That brings us to the second problem. Most of issue #5 takes place in the mind of Hank McCoy, as he connects psychically  to his past self and past Jean Grey. During this conversation, present Hank allows Jean to see her future, which drives her a bit over the edge. Jean decides none of the X-Men are returning to their time, because doing that will result in past Professor X mind wiping them and all of this being for naught. Instead, Kitty Pryde steps up and says she will train and look over the past X-Men.

Now, the past X-Men will exist with the present X-Men in the same time. How does that work? Won’t every single thing they do affect the present as soon as they do it? Shouldn’t all of the current X-Men have the memory of doing this? Even if the end of the arc has past Professor X mind wiping his students, the memory should be active in the current X-Men until that happens. Unless the current X-Men don’t remember it because the past X-Men do get mind wiped.

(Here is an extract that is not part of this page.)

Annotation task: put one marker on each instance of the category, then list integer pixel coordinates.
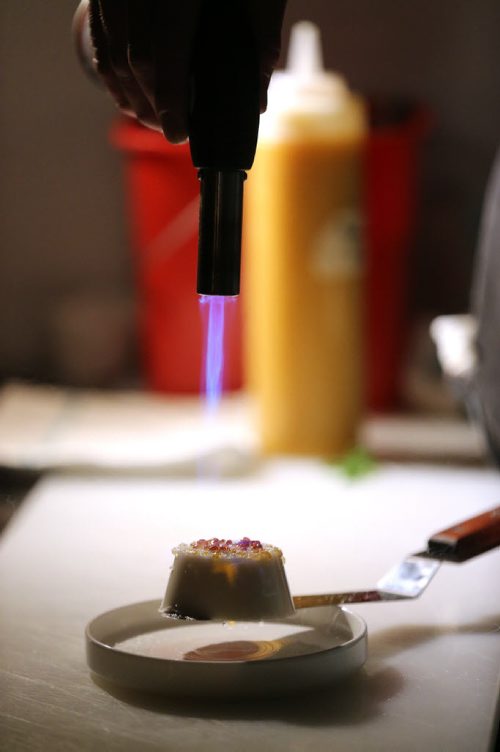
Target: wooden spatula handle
(468, 538)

Maybe there will be a kitten with an axe or a big pot of gumbo sent by the magical rain forest elves named Clickity Clack Clack. Hell, let’s just have the X-Men give up crime fighting and form the world’s most advanced mutant Flash Mob. Why not? According to Brian Michael Bendis’ version of the space-time continuum, none of this matters and has zero effect, so fuck it, let’s roll with it.

Outside of the two major problems, there’s also a really awkward scene between Cyclops and a new mutant discovery, as well as a Wolverine speech to past Cyclops that sounds about, oh I’d say, zero percent like something Wolverine would say. I’m not sure exactly what Brian Michael Bendis is trying to do, but All-New X-Men #5 is a big mess. BMB might work his way out of this, but my question is why make the story go down this way at all?

Stuart Immonen, whose art I usually adore, is off his game in this issue as well. All the art feels rushed, as if the deadlines got the best of him. Part of it isn’t Immonen’s fault. Bendis has crammed so much exposition in this issue that the artist has entirely too much to draw for one issue. Still, the visceral excitement and strong characters are lacking here.  All in all, All-New X-Men #5 is a misstep for Bendis’ new series.